NAUMOFF RESIGNS FROM PETERS COUNCIL
By Peter Glasser
The Weekly Recorder
April 14, 2008
Bill Naumoff submitted his resignation from Peters Township Council effective with the April 14th meeting. He recently started a new job that requires him to travel to Ohio frequently, and attending meetings regularly would have been impossible. Never being one to promise the people something he couldn’t deliver, he packed it in.
Prior to becoming a councilman, Bill was active in the McMurray Rotary, serving as its president for one year. His primary support when he first emerged on the local political scene came from the youth sports crowd, in which he had also been very active. While Bill was one of the driving forces behind numerous improvements to the township’s sports fields over his eight years on the council, and pushed for the building of a community recreation center, he grew beyond simply being an advocate for sports in the township. His greatest moments as a councilman came in the wake of the terrorist attacks of 2001.
Like most of us, Bill Naumoff yearned for something productive to do for his country at that moment. He first put together a Rally For America. Instead of hogging the limelight to himself, as many politicians would have done, Bill assembled a number of prominent local leaders to do most of the speaking on a chilly November evening in 2001, even reaching across the political aisle to US Army Major Lew Irwin, a prominent local Democrat. Peters schools provided choruses of children to sing patriotic songs. To my knowledge, it was the largest gathering in town ever assembled by a Peters official.
It became next to impossible to purchase U.S. flags locally in the weeks after the terrorists struck. It bothered Bill that our town’s main streets were virtually devoid of American flags, and he wanted help local residents obtain flags for their homes. Working with a few others, he found a manufacturer that would take a direct order for a large quantity. An order was placed and individual flags were offered to the public at the township’s wholesale cost. The plan was to fly them initially on main roads in Peters, and then at the end of one year to distribute the flags to the families that had paid for them, to be flown over their own homes.
Bill ran against me in 1999 and lost, then was appointed to Council in early 2000 to fill the position vacated by the resignation of Sandee Umbach, then won re election in 2001 by a crushing 2 to 1 margin against challenger Frank LoCastro, despite the challenger heavily outspending him, and then was unopposed in 2005. His term expires at the beginning of 2010.

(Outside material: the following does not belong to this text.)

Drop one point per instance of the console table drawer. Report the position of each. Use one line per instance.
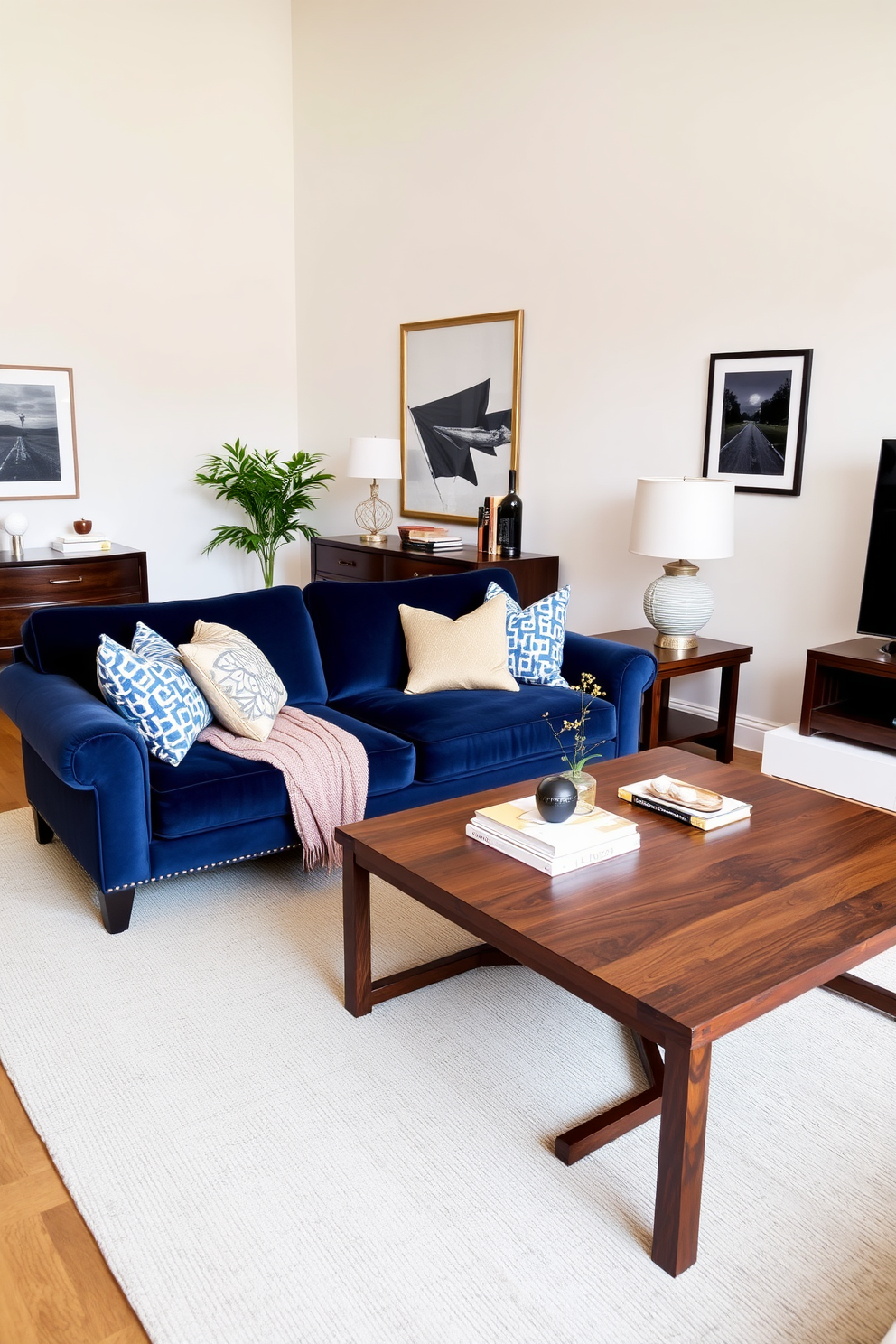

But Bill Naumoff’s greatest strength was his ability to turn former opponents into friends, allies and supporters. I’m not sure how it happened, but after having him run a tough campaign against me, I wound up seconding his nomination for appointment to council and joining with him on numerous political campaigns. More than that, though, he became a personal friend. That’s not to say we didn’t disagree on political issues from time to time, sometimes vigorously. But with Bill, it was never personal. The people have lost a good public servant, one that I hope someday returns to public life.